Uno de ellos era el famoso Barrabás. Se podría decir que era un criminal tristemente célebre, una fama lograda a través de la delincuencia. Los ladrones no eran tales, o no solamente ladrones, eran activistas políticos.  La misma razón por la que Jesús estaba ahí, de acuerdo al criterio de los romanos; la inscripción puesta en la cruz sobre su cabeza lo demuestra, “Jesús de Nazaret Rey de los Judíos”. Se le acusaba de autoproclamarse rey.

Según los historiadores la crucifixión era un castigo que los romanos aplicaban únicamente a los rebeldes políticos, a los revolucionarios sociales, y a los subversivos.  Los antecedentes históricos atestiguan que, durante los años que Roma dominó la provincia de Judea, sólo fueron crucificados sediciosos o simpatizantes de ellos, jamás ningún ladrón. El robo, el hurto con violencia, no eran crímenes capitales para el derecho romano. Entonces, el paralelismo entre políticos y ladrones es mera coincidencia.

Ya sabemos la causa por la que Barrabas estuvo a un paso de la crucifixión, y fue uno de los malhechores, con los que Jesús se relacionó en sus horas más difíciles; los otros dos no tuvieron la suerte de Barrabas, fueron crucificados, uno a cada lado de Jésus. No obstante, a la fama de Barrabás, creo sin temor a equivocarme, que estos dos son lejos, los más afamados, aunque paradojalmente, no conocemos ni sus nombres, sólo se les conoce como ladrones, porque en los evangelios de Mateo y Marcos son llamados así, pero Juan sólo dice que crucificaron a “otros dos”, en tanto que Lucas, los llama malhechores, causa suficiente para haber estado en el Gólgota.
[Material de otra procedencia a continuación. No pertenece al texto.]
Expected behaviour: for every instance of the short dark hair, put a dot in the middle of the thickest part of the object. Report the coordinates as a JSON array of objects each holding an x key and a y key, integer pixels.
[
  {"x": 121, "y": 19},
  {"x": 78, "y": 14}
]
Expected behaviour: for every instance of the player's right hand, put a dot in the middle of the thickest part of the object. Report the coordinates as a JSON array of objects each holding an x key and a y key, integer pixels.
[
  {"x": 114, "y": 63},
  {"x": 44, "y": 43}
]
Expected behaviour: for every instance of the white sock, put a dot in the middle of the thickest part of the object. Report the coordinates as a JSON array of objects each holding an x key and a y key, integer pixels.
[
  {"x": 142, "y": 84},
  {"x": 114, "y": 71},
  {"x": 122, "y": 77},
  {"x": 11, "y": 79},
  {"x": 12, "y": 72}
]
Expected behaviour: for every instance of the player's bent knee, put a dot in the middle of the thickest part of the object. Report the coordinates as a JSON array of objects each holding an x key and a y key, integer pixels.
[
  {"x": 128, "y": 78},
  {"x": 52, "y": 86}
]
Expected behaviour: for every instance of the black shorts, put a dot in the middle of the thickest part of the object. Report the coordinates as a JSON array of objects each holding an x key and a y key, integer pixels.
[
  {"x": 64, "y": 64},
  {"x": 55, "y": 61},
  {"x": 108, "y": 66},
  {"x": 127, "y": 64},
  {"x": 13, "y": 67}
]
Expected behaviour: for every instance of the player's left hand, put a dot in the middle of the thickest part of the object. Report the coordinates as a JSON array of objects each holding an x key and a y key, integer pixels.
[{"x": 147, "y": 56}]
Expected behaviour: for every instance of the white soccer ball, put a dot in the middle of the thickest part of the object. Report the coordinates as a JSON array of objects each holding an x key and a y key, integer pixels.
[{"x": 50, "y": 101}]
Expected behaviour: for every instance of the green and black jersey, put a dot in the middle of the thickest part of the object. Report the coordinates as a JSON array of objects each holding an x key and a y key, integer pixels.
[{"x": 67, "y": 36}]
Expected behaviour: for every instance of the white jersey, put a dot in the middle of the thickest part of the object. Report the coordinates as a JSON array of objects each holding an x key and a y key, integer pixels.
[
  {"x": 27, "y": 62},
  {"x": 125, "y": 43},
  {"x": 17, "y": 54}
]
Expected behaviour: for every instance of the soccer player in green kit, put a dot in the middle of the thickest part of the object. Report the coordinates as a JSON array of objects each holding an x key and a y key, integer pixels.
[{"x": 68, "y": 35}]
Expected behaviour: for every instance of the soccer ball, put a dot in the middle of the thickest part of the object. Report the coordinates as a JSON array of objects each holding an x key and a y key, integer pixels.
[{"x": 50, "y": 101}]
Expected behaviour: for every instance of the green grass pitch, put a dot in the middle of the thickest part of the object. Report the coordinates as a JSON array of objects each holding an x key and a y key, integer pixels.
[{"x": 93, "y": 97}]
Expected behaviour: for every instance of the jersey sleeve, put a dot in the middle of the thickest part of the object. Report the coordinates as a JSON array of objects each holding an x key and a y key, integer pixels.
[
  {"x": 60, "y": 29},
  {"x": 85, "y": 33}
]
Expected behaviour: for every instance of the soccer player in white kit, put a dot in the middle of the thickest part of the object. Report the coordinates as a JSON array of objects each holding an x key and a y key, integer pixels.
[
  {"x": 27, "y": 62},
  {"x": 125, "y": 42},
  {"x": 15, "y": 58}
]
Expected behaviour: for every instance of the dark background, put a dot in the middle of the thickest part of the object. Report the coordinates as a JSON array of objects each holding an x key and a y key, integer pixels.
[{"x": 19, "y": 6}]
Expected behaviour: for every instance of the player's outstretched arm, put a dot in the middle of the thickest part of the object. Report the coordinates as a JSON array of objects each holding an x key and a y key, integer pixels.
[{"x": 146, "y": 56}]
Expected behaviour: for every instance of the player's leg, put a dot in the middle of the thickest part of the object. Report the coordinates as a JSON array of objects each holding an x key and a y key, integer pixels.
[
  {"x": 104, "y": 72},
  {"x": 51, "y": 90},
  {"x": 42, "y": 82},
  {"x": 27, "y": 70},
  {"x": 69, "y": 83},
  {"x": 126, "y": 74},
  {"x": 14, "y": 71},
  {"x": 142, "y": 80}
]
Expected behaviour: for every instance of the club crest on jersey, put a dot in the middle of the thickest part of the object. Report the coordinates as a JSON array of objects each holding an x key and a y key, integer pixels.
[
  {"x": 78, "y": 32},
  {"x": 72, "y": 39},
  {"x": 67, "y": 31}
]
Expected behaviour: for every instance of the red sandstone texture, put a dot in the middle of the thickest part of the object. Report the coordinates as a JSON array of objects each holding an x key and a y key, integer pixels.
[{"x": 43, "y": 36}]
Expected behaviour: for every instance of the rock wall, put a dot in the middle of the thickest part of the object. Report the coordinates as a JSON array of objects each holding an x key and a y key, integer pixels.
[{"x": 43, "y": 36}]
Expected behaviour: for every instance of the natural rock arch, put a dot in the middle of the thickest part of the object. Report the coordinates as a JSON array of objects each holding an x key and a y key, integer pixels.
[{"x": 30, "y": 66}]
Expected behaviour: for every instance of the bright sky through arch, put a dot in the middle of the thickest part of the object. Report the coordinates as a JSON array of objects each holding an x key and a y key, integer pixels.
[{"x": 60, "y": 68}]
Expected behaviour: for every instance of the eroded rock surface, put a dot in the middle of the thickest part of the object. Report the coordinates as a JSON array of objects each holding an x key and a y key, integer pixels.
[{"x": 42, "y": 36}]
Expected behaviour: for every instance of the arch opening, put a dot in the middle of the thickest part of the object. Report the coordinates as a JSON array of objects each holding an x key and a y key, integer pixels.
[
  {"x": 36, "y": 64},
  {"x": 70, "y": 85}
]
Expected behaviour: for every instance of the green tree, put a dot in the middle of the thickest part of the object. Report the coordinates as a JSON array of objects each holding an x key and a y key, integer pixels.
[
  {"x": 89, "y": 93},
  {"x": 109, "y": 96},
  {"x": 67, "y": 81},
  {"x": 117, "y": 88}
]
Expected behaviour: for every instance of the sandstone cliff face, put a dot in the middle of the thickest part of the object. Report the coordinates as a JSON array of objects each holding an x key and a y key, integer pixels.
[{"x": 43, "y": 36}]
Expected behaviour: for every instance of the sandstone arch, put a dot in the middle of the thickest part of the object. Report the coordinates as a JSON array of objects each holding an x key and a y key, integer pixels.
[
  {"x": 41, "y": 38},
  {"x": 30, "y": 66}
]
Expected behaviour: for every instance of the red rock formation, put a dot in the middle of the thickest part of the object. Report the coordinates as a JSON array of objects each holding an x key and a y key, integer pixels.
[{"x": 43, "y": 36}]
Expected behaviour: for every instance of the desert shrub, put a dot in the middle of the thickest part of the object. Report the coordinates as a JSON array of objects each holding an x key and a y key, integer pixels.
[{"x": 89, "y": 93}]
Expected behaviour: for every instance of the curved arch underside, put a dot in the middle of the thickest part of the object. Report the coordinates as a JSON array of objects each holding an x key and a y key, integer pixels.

En las escrituras encontramos que:

“Ni los ladrones, ni los avaros, ni los borrachos, ni los maldicientes, ni los estafadores, heredarán el reino de Dios”. (1 Corintios 6:10),

Por lo tanto, no hay que minimizar la falta, ellos mismo reconocen que ha llegado a la pena de muerte con merecimientos propios. 

A continuación, para posterior análisis el dialogo que registra el evangelio de Lucas entre los tres crucificados: 

“Y uno de los malhechores que estaban colgados le injuriaba, diciendo: sálvate a tu mismo y a nosotros.

Respondiendo el otro, le reprendió, diciendo:¿Ni aun temes tú a Dios, estando en la misma condenación?Nosotros a la verdad, justamente padecemos,porque recibimos lo que merecieron nuestros hechos;más éste ningún mal hizo.Y dijo a Jesús: Acuérdate de mí cuando vengas en tu reino.

Entonces Jesús le dijo: De cierto te digo que hoy estarás conmigo en el paraíso.” (Lucas 23:39-43).

Como veremos, es absolutamente irrelevante para este estudio, referirnos a la última línea del texto, que ha sido objetos de muchos otros estudios lingüísticos, semánticos y teológicos, quizás con posterioridad nos aboquemos a un análisis en particular.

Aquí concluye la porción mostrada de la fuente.